"Bitters are like salt in a cocktail,” says Don Ranasinghe. The founder of the Smoke & Bitters bar in Sri Lanka was a panellist at a cocktail masterclass at The Bombay Canteen, Mumbai, about three weeks ago. “They are a bartender’s best friend because they make our life easier,” says mixologist Varun Sharma, who heads the bar at Comorin in Gurugram, Haryana, and HOSA in Goa. “They are like a bartender’s spice rack,” notes YouTuber Lui Fernandes in the video What EXACTLY Are Cocktail Bitters?
Certainly, there’s no denying the importance of bitters in cocktails. For the highly concentrated flavours, to the point of being bitter, or karwa (as Sharma puts it), balance the taste notes in a drink. From roots to shoots and flowers to seeds, Sharma says, bitters use different parts of a plant in varying combinations for complex taste notes. Cinchona bark, gentian root and gondhoraj peels are examples of just a few of the ingredients used. These are infused with high-proof, neutral alcohol for several days to extract maximum flavour. If a bottle is labelled as orange or lavender bitters, it doesn’t indicate a single-ingredient concoction. It means there’s a dominant flavour of the fruit or flower in combination with spices or seeds. While ingredients from plants—or botanicals in bar-speak—have been around for centuries, new-age bitters include chai, coffee and chocolate.
Apart from the intense flavour, bitters have a potent aroma and just a dash or two is enough in a drink. “Some bartenders add bitters in cocktails that contain egg white, like a Pisco Sour or Whisky Sour, to mask any unwanted smell,” notes Yash Bhanage, co-founder of Hunger Inc. Hospitality, which runs The Bombay Canteen. The idea is that the aroma of a refreshing lime or orange bitter would make drinking it an enjoyable experience. So, in the world of mixology, these are categorised as aromatic bitters.
Cocktail-making follows a formula. “The drinks bible, Bartenders Guide by Jerry Thomas, highlights that a cocktail needs to have four elements: spirit, sugar, bitter and water,” says head mixologist Harish Chhimwal of the Olive Bar & Kitchen. He lists the basic recipe for an Old Fashioned: whisky or bourbon (spirit), one sugar cube, ice cubes (water) and two-three dashes of Angostura bitters. If the last element is removed, it would simply be a sweet libation with no complexity of flavour. It’s the bitter component that makes the difference. He experiments with this recipe by replacing Angostura bitters with coffee, chocolate or cherry bitters.

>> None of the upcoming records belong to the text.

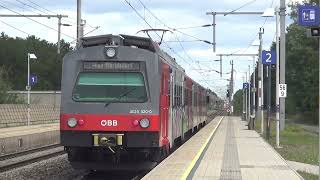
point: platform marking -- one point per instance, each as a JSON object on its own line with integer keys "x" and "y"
{"x": 231, "y": 165}
{"x": 196, "y": 158}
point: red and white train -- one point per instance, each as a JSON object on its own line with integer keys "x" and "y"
{"x": 126, "y": 103}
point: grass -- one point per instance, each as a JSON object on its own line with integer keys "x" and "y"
{"x": 297, "y": 143}
{"x": 308, "y": 176}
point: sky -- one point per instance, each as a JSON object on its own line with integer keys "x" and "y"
{"x": 233, "y": 33}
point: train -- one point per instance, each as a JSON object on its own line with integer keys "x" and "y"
{"x": 126, "y": 104}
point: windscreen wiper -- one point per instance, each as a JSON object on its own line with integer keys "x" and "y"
{"x": 121, "y": 95}
{"x": 126, "y": 93}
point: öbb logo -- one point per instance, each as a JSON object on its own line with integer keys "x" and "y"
{"x": 109, "y": 123}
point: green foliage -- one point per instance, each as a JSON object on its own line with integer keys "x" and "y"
{"x": 5, "y": 86}
{"x": 298, "y": 144}
{"x": 13, "y": 55}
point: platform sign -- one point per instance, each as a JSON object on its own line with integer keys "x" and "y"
{"x": 282, "y": 90}
{"x": 269, "y": 57}
{"x": 308, "y": 15}
{"x": 245, "y": 85}
{"x": 33, "y": 79}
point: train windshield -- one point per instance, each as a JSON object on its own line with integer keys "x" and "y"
{"x": 110, "y": 87}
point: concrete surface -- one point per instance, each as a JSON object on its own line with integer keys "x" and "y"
{"x": 22, "y": 138}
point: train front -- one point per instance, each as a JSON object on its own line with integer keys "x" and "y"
{"x": 110, "y": 104}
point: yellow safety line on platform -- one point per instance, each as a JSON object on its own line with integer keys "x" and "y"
{"x": 195, "y": 159}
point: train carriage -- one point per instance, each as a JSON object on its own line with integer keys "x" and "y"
{"x": 125, "y": 101}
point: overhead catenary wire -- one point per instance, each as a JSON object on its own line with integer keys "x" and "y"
{"x": 49, "y": 27}
{"x": 171, "y": 49}
{"x": 74, "y": 23}
{"x": 15, "y": 28}
{"x": 246, "y": 4}
{"x": 25, "y": 4}
{"x": 171, "y": 28}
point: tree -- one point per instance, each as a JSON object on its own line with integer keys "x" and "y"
{"x": 5, "y": 86}
{"x": 237, "y": 102}
{"x": 13, "y": 55}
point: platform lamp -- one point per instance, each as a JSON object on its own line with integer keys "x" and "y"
{"x": 28, "y": 87}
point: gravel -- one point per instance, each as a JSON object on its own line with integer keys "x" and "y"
{"x": 58, "y": 168}
{"x": 50, "y": 169}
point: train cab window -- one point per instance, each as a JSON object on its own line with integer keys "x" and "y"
{"x": 110, "y": 87}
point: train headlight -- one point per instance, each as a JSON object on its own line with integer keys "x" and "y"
{"x": 110, "y": 52}
{"x": 72, "y": 122}
{"x": 144, "y": 123}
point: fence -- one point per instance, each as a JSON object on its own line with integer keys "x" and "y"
{"x": 44, "y": 108}
{"x": 16, "y": 114}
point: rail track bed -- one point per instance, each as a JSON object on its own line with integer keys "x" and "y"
{"x": 11, "y": 161}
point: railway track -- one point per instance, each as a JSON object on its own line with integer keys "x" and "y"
{"x": 15, "y": 160}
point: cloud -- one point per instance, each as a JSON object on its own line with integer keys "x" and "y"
{"x": 233, "y": 33}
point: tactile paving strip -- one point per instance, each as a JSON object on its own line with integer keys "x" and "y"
{"x": 231, "y": 166}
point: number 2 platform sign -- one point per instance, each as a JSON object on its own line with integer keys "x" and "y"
{"x": 269, "y": 57}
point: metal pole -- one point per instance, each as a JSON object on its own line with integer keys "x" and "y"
{"x": 243, "y": 100}
{"x": 231, "y": 88}
{"x": 220, "y": 66}
{"x": 282, "y": 58}
{"x": 249, "y": 94}
{"x": 260, "y": 76}
{"x": 319, "y": 109}
{"x": 253, "y": 91}
{"x": 78, "y": 22}
{"x": 277, "y": 81}
{"x": 214, "y": 32}
{"x": 247, "y": 97}
{"x": 59, "y": 34}
{"x": 28, "y": 90}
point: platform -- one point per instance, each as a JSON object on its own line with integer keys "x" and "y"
{"x": 224, "y": 149}
{"x": 16, "y": 139}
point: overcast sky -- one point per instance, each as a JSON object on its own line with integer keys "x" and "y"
{"x": 233, "y": 33}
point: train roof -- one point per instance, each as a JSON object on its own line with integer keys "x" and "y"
{"x": 131, "y": 41}
{"x": 120, "y": 40}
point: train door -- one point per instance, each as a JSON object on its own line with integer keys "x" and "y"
{"x": 184, "y": 123}
{"x": 165, "y": 103}
{"x": 171, "y": 106}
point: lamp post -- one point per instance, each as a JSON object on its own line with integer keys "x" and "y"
{"x": 30, "y": 56}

The most commonly available, Angostura bitters was created as a medicine by a German surgeon in the 19th century in Venezuela’s Angostura (now Ciudad Bolivar)to treat soldiers for stomach ailments. His family later migrated to Trinidad and set up The House of Angostura distillery, which now offers tours. Apart from this widely popular brand, there are options like Peychaud’s, The Bitter Truth and Bittermens.
The recipe for Angostura bitters is a secret but there are several bars which make versions in-house with locally available ingredients and repurposed leftovers. At Comorin, Sharma’s team created aromatic wine bitters with unused oxidised wines and mole (cacao) bitters with green chillies.
Bhanage played around with ingredients at home to make an orange bitter. It has orange peels dried in an oven, Kashmiri whole dried chillies, coriander seeds, fennel seeds and bay leaves infused for about a week in “the cheapest vodka you can get”. It can be a good gift for friends and a few dashes can elevate a Negroni or an Old Fashioned.